“Perkenalkan, namaku Kayden. Aku adalah orang yang dijodohkan oleh ayahmu.”
“Ini adalah pernikahan kita. Aku tidak ingin dia menyesal di kemudian hari.”
“Selamat juga untuk anda.. Jangan lupa, dia kalau tidur mendengkur saya berharap anda bisa bertahan pada malam pertama anda.”
“Stevia, ini sahabatku, kita satu kantor di firma.”
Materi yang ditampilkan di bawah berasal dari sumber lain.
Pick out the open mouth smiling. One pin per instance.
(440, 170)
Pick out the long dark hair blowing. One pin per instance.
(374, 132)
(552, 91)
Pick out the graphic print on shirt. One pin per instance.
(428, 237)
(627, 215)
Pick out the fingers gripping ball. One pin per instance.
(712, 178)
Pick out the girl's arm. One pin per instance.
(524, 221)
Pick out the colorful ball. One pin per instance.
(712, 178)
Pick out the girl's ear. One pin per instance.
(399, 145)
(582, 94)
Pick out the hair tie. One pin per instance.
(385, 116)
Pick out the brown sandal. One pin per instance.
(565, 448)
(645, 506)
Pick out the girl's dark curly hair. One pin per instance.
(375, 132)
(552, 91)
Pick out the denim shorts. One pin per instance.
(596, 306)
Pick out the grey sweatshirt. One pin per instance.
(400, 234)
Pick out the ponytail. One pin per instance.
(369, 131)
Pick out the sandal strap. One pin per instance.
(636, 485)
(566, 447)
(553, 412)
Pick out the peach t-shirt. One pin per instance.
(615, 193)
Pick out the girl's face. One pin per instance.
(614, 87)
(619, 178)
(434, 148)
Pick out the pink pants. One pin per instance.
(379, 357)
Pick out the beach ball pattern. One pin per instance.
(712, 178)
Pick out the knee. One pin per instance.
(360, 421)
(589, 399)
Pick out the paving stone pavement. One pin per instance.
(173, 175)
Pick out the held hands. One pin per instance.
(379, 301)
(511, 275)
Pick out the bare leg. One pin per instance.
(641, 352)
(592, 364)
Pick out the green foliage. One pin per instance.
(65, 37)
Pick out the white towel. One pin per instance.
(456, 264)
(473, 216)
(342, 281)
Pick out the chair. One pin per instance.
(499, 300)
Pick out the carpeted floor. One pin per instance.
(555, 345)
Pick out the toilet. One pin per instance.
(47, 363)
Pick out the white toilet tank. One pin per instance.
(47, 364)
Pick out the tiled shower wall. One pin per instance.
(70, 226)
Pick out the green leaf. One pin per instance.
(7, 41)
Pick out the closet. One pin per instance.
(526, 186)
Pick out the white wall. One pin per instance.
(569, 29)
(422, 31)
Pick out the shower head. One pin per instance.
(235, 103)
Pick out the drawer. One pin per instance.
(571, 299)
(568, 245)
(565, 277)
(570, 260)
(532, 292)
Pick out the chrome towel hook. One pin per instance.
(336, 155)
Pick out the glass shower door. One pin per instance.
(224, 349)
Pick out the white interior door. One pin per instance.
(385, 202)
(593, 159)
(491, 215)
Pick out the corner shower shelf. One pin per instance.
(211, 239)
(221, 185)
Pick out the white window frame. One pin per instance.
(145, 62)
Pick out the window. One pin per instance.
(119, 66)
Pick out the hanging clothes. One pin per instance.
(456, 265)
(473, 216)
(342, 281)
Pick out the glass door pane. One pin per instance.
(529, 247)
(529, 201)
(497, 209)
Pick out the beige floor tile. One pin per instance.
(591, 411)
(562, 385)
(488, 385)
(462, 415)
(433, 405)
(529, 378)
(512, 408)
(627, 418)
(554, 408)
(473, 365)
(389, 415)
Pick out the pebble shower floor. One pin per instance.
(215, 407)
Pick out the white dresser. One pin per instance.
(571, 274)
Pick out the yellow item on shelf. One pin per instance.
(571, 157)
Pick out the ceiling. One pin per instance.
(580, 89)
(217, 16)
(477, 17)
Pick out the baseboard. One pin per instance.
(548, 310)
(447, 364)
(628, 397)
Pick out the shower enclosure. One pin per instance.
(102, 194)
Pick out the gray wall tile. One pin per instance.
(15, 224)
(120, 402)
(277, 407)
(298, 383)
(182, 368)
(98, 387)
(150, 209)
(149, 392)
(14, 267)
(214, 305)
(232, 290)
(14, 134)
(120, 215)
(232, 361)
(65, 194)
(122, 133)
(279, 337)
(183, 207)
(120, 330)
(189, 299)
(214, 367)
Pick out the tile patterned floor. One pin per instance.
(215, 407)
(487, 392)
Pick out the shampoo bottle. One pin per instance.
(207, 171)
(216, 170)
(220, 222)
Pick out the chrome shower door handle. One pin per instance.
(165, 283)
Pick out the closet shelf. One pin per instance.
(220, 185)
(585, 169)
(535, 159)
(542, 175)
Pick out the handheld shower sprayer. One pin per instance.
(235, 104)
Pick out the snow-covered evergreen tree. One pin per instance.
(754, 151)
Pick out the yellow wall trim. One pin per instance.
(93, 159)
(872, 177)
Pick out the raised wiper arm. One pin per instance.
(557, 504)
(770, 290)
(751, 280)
“Perkenalkan nama saya, Jeremiah.”
“Jeremiah.”
“Senang bertemu dengan anda.”
Penyesalan, itulah yang masih saja kupikirkan semenjak awal aku membawa kotak merah itu ke mobilku. Caelan sedang duduk di kursi belakang dengan mainannya. Dia sedang melihat ke jalanan. Begitu aku mendengar namanya, aku menancapkan gas seketika aku menyalip mobil-mobil di sekitarku dengan cepat. Entah mengapa aku tak perduli apa-apa lagi. Nafasku seketika berhenti ketika aku memikirkan namanya. Detak jantungku seketika berdegup dengan gelisah sampai aku menggigit bibirku hingga berdarah. Aku menatap jalanan dengan penuh amarah.
Untuk pertama kalinya semenjak hari itu, aku marah. Apakah seperti ini ketika perasaan marah, sedih, kecewa dan sakit menyatu menjadi satu emosi? Aku tak bisa merasakan apapun. Tatapanku begitu kosong sehingga aku tak menyadari ada sebuah truk yang hendak menabrakku. Aku menarik nafas dan membanting setir. Beruntung kita masih hidup. Aku kembali menghembuskan nafasku. Masih terasa sesak. Aku kembali menancapkan gas menuju jalanan yang ramai.
Akhirnya sampai. Firma tempat Kayden bekerja memang sangat besar. Bahkan aku harus membayar parkirnya. Aku membawa Caelan dengan menggandeng tangannya sambil membawa kotak merah tersebut.
Aku pergi menuju resepsionis dengan menanyakan. “Maaf, aku mencari suamiku, Kayden, aku ingin bertemu dengannya untuk memberikan pakaian dari rumah. Apakah dia sedang sibuk?”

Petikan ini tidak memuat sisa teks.